Rileggendola ebbi chiara la sensazione che quel giuramento si fosse ormai svilito, vuoi per il declinare della magia e del sacro, vuoi per l’illanguidirsi della fede in divinità un tempo molto temute. Di fronte a un gesto pressocché privo di rischi per il giurante mi chiesi se chi, con serietà ed entusiasmo, lo aveva compiuto “nelle mani del Presidente”, avesse idea di cosa intendessero per “interesse della Nazione” le forze politiche con le quali si era alleato nel guidare il Paese, ed anche gli stessi compagni di partito o di movimento.
Mi spiego con un esempio: uno dei punti del Contratto per il cambiamento prevedeva l’introduzione di una flat tax per privati ed imprese, in contrasto con l’articolo 53 della Costituzione Italiana che recita: Tutti sono tenuti a concorrere alle spese pubbliche in ragione della loro capacità contributiva. Il sistema tributario è informato a criteri di progressività.
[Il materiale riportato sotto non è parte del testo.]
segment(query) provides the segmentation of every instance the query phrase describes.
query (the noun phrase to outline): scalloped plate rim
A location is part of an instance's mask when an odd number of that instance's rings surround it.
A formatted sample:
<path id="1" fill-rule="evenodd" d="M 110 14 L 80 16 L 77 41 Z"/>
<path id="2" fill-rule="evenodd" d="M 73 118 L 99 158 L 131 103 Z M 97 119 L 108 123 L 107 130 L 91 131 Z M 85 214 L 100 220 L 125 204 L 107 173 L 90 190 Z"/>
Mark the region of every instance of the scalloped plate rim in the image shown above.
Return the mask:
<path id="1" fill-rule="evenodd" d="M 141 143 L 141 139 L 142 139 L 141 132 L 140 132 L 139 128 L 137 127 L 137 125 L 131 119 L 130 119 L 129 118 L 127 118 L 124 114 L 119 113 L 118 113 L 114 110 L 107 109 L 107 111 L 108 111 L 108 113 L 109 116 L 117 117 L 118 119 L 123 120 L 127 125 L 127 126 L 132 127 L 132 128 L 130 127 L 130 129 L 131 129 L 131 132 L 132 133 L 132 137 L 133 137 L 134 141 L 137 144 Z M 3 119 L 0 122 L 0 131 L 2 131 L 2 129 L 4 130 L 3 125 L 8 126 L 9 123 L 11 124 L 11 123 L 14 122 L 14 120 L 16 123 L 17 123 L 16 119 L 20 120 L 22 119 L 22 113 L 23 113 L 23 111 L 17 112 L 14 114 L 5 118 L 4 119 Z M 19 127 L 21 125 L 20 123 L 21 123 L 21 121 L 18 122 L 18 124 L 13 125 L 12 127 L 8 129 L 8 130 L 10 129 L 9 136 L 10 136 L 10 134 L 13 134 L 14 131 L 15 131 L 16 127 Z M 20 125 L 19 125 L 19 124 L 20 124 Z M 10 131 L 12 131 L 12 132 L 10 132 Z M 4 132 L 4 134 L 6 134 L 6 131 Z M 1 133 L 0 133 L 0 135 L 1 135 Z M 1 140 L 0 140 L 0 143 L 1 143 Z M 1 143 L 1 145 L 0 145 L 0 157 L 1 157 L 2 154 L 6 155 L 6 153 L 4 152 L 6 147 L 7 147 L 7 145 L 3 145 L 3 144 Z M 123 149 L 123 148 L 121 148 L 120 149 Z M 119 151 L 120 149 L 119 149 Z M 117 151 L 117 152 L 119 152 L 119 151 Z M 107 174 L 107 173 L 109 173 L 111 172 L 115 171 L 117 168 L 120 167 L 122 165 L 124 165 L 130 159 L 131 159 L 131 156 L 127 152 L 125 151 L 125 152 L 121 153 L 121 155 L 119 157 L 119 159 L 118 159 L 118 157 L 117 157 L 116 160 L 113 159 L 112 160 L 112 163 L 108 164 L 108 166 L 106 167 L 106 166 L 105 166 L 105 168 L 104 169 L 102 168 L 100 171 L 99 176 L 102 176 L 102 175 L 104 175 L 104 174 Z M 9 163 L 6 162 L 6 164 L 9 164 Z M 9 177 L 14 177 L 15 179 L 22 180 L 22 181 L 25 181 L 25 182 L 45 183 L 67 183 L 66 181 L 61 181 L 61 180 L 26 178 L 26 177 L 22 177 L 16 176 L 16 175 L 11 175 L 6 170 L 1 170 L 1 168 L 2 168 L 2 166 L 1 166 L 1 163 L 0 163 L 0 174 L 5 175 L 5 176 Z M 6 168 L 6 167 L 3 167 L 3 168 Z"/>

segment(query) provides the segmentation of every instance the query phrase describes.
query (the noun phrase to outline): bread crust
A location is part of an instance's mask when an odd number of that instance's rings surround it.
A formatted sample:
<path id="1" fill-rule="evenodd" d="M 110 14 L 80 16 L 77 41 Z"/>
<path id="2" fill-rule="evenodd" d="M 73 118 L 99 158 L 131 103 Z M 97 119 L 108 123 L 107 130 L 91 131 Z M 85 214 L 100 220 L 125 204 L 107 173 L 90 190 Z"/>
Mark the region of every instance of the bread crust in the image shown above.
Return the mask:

La Costituzione non è dunque più in grado di tutelare gli interessi della nazione? o è la flat tax che favorisce una componente di chi in questa nazione vive?
Giungeremo a quella che definisco la disonestà naturale od originaria partendo da molto lontano, con la consapevolezza che non sarà agevole spiegare al lettore onesto perché non gli è possibile esserlo pienamente.